The Baltic country sold the seven-year bond, denominated in dollars, at a yield of 2.889 percent, the lowest it has ever sold debt for on foreign markets, according to a statement from the Finance Ministry in Riga, e-mailed late yesterday.
“While improving Latvia’s credit ratings, we have a unique possibility to refinance our external debt in international financial markets,” Vilks said in the statement. Yesterday’s bond sale, the third since June last year, will allow Latvia to “lower the cost of debt servicing in the near term,” he said.

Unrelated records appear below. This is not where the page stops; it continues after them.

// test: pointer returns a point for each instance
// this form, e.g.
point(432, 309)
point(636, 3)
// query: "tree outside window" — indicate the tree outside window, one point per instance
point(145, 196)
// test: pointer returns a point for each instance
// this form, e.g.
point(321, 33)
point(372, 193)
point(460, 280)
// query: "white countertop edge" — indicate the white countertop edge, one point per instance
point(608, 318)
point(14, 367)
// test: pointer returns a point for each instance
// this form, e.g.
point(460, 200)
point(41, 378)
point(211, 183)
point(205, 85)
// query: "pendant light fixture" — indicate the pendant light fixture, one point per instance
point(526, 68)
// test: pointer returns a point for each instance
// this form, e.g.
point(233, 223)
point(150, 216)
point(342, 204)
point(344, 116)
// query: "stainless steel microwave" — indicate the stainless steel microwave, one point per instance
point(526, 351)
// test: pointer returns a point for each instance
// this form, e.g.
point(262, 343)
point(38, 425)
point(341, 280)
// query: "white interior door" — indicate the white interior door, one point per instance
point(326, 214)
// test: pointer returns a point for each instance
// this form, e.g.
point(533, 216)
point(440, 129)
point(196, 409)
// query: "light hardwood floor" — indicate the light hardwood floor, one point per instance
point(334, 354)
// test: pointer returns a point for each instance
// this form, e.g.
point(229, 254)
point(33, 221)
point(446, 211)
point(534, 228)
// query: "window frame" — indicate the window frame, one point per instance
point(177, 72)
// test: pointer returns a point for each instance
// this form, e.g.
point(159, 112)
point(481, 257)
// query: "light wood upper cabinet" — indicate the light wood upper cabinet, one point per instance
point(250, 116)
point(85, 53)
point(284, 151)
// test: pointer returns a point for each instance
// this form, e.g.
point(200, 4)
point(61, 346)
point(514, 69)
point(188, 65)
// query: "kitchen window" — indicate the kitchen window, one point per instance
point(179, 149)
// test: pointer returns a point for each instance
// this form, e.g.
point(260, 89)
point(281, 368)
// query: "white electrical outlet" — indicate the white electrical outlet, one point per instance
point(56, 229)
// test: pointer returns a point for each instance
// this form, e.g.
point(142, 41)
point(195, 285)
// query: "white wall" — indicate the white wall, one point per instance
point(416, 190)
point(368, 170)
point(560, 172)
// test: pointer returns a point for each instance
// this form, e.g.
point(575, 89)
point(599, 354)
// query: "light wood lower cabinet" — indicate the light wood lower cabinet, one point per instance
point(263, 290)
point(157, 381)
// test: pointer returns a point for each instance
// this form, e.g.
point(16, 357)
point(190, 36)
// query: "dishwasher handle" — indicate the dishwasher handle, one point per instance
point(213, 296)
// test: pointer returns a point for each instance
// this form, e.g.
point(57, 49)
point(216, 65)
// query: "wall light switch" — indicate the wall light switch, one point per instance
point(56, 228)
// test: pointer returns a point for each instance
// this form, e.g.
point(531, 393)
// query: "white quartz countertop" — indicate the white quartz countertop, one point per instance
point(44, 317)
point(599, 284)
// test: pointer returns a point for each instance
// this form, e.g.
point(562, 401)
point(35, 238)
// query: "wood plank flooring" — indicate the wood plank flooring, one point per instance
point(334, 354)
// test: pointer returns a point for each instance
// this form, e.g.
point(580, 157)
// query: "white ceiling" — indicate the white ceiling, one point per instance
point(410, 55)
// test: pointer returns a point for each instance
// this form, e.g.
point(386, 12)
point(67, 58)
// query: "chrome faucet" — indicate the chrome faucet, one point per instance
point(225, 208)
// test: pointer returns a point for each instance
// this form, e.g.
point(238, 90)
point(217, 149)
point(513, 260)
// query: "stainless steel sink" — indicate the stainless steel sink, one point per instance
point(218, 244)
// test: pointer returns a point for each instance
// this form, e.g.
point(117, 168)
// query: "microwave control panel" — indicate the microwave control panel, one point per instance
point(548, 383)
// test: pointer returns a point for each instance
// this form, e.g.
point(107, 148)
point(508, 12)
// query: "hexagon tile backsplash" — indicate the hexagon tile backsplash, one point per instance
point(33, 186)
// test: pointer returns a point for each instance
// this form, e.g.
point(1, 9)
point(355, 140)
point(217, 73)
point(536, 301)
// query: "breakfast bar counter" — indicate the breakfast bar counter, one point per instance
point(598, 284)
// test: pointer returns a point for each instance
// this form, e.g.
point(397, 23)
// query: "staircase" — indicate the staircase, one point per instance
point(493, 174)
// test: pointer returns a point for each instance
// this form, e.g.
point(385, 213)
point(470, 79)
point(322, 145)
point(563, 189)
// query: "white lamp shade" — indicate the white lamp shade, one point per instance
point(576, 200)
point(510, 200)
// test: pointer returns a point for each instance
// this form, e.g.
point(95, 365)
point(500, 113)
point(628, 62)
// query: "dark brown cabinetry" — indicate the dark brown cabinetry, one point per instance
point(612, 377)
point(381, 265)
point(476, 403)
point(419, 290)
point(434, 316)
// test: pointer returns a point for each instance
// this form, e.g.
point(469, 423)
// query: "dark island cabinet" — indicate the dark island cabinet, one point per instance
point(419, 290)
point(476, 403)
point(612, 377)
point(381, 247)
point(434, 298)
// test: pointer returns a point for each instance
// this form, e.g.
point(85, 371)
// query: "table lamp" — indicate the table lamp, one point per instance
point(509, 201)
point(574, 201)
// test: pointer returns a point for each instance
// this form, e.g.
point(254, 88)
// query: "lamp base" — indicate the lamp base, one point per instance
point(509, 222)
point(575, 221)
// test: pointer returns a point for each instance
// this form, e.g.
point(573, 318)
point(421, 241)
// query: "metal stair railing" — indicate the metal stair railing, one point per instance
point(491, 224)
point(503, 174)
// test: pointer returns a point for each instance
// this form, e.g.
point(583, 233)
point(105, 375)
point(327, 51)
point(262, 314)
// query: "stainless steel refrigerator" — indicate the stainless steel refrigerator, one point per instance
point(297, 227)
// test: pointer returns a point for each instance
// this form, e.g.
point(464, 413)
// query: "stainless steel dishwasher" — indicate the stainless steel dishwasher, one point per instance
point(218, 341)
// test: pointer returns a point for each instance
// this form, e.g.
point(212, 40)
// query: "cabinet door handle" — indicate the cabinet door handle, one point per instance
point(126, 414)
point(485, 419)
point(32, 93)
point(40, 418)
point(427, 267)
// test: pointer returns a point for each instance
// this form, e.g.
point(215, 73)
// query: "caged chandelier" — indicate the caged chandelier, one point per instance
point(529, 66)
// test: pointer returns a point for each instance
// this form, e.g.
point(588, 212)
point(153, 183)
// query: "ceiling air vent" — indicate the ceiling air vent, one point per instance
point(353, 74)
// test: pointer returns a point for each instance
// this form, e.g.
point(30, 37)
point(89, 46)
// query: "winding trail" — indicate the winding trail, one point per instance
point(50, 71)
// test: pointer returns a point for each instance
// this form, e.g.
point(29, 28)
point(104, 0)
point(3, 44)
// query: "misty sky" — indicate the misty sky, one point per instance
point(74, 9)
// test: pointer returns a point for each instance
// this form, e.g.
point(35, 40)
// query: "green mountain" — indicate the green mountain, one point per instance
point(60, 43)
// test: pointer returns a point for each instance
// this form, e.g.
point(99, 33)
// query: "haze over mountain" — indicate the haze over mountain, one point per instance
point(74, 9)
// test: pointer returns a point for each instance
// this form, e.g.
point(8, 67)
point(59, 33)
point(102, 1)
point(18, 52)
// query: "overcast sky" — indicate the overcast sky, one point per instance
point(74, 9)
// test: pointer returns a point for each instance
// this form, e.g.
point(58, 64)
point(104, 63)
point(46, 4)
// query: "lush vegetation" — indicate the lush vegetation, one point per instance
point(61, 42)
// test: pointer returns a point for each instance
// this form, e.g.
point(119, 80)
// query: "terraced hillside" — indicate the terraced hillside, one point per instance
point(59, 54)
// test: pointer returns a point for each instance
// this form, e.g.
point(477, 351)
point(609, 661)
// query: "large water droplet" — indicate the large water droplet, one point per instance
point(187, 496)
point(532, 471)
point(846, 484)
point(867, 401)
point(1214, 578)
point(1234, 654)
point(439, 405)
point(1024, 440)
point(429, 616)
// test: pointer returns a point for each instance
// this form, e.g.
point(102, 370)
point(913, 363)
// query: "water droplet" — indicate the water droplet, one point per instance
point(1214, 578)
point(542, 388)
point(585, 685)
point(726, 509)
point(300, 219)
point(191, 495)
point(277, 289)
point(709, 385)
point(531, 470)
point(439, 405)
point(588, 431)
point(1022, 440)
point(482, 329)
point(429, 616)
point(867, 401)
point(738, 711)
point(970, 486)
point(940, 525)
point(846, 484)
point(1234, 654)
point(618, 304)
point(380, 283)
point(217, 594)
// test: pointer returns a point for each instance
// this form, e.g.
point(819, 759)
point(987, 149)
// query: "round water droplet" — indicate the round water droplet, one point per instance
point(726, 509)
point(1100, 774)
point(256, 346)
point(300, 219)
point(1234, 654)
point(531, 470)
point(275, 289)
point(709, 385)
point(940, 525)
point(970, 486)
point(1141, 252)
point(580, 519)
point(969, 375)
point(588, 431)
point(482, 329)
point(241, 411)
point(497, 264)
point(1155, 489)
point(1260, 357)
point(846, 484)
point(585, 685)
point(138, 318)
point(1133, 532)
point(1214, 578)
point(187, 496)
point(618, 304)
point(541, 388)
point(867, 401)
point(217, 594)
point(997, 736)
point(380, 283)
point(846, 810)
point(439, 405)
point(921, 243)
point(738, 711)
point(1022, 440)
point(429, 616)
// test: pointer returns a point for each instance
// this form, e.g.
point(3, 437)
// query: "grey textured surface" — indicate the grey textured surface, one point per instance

Latvia took a loan from the European Union and International Monetary Fund in 2008 after a real estate-fueled boom turned bust and its second-biggest bank needed a rescue. It repaid about 211 million euros ($275.3 million) ahead of schedule to the IMF in September, cutting its outstanding debt to the fund by 18 percent.
The yield on the bond sold yesterday, due Jan. 2020, rose 3 basis points as of 11:50 a.m. in Riga to 2.9196, according to Bloomberg data.
The IMF imposes a 200-basis-point surcharge on loans, such as Latvia’s, whose volume exceeds 300 percent of the country’s quota at the fund and another 100 basis-point surcharge on loans above that threshold for more than three years.
Latvia’s loan from the fund at the end of October was 424 percent of its quota, after peaking at 691 percent in 2010, according to the IMF. The country would have been paying the additional surcharge on loans outstanding for more than 3 years since the end of last year.